The average base salary for radiologists continues to grow, checking in at $387,000, up 4.3% from $371,000 in 2017/2018, according to a new report from Merritt Hawkins.
Radiologists’ average starting salary is in the middle of the pack in medicine, ranking 11th out of the 22 specialties included in the 2019 Review of Physician and Advanced Practitioner Recruiting Incentives. The 26th annual report is based off a sample of 3,131 permanent physician and advanced practitioner search assignments performed between April 2018 and March 2019.
While radiologists may not earn the starting salary of those at the top of the list—invasive cardiologists ($648,000) and orthopedic surgeons ($536,000)—it ranked as the fourth most requested physician search assignment for the second straight year. Family medicine, psychiatry and OB/GYN were the top three requested assignments.
Radiology’s popularity may be welcoming news after the specialty saw a significant drop due in part to the recession in 2007, alongside growth in domestic and offshore teleradiology, the report stated.

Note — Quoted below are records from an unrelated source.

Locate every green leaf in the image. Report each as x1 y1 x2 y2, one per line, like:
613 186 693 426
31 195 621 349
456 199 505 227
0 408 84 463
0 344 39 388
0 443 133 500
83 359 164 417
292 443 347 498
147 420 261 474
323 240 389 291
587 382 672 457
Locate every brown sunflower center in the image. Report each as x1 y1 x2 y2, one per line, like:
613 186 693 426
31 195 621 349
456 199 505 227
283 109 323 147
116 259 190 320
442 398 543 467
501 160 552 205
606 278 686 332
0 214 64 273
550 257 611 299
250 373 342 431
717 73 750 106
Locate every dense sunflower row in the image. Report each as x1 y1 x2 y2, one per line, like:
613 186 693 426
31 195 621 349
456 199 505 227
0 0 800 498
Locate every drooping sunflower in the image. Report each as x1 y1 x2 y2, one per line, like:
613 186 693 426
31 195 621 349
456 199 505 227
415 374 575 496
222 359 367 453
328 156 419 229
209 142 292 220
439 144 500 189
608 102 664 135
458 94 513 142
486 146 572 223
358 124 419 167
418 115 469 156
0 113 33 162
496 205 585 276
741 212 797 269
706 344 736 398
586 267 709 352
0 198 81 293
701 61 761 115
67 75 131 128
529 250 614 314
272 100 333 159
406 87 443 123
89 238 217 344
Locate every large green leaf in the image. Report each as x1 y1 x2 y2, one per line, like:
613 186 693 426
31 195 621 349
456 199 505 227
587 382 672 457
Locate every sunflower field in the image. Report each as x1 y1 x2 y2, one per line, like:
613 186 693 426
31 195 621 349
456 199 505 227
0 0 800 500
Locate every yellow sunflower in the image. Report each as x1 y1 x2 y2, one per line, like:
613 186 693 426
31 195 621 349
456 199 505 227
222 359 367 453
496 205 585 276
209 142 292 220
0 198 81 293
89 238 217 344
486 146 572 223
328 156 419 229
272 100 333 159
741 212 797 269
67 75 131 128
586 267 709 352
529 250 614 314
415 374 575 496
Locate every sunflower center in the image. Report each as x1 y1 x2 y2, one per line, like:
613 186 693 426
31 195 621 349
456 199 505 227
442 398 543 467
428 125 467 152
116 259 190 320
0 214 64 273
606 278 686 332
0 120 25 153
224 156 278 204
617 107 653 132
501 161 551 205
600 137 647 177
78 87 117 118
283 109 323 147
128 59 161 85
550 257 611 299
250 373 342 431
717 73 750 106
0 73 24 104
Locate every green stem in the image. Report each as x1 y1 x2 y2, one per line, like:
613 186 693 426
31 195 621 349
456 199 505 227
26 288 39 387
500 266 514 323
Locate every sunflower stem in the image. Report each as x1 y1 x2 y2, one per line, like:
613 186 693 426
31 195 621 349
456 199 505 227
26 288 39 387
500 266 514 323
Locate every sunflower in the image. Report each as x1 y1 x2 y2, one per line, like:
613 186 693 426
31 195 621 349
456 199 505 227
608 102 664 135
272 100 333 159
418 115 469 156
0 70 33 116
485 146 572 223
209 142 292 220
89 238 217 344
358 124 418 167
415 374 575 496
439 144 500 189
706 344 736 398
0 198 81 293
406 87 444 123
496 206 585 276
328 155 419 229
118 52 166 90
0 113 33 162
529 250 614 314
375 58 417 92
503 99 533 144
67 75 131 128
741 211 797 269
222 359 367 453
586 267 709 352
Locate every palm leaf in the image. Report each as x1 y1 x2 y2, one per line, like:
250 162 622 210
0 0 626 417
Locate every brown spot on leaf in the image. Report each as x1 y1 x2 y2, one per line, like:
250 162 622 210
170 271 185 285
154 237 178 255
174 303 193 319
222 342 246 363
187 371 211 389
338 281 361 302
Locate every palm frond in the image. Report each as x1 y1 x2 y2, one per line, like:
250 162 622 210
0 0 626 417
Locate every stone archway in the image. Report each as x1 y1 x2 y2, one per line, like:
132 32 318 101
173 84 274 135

“Renewed demand for radiologists was inevitable, however, because imaging remains central to diagnostic and procedural work in today’s healthcare system, in which very little transpires without a picture,” the report read. “The importance of radiology is enhanced with each technological advance (including artificial intelligence) that makes imaging techniques more varied and effective.”
And demand is only expected to increase. Merritt Hawkins projected the demand for radiologists is projected to grow by 18% between 2013 and 2025.
“While demand remains strong for primary care physicians, specialists are increasingly needed to care for an older and sicker population,” said Travis Singleton, executive vice president of Merritt Hawkins, in a statement. “In some medical specialties, shortages are emerging that will pose a serious challenge to public health.”
That may become a harsh reality in radiology, where 53% of all diagnostic radiologists are 55 years old or older, compared to 42% of physicians overall.
“The shortage of medical specialists flies under the radar, but it is a serious public health concern that deserves more attention,” Singleton added.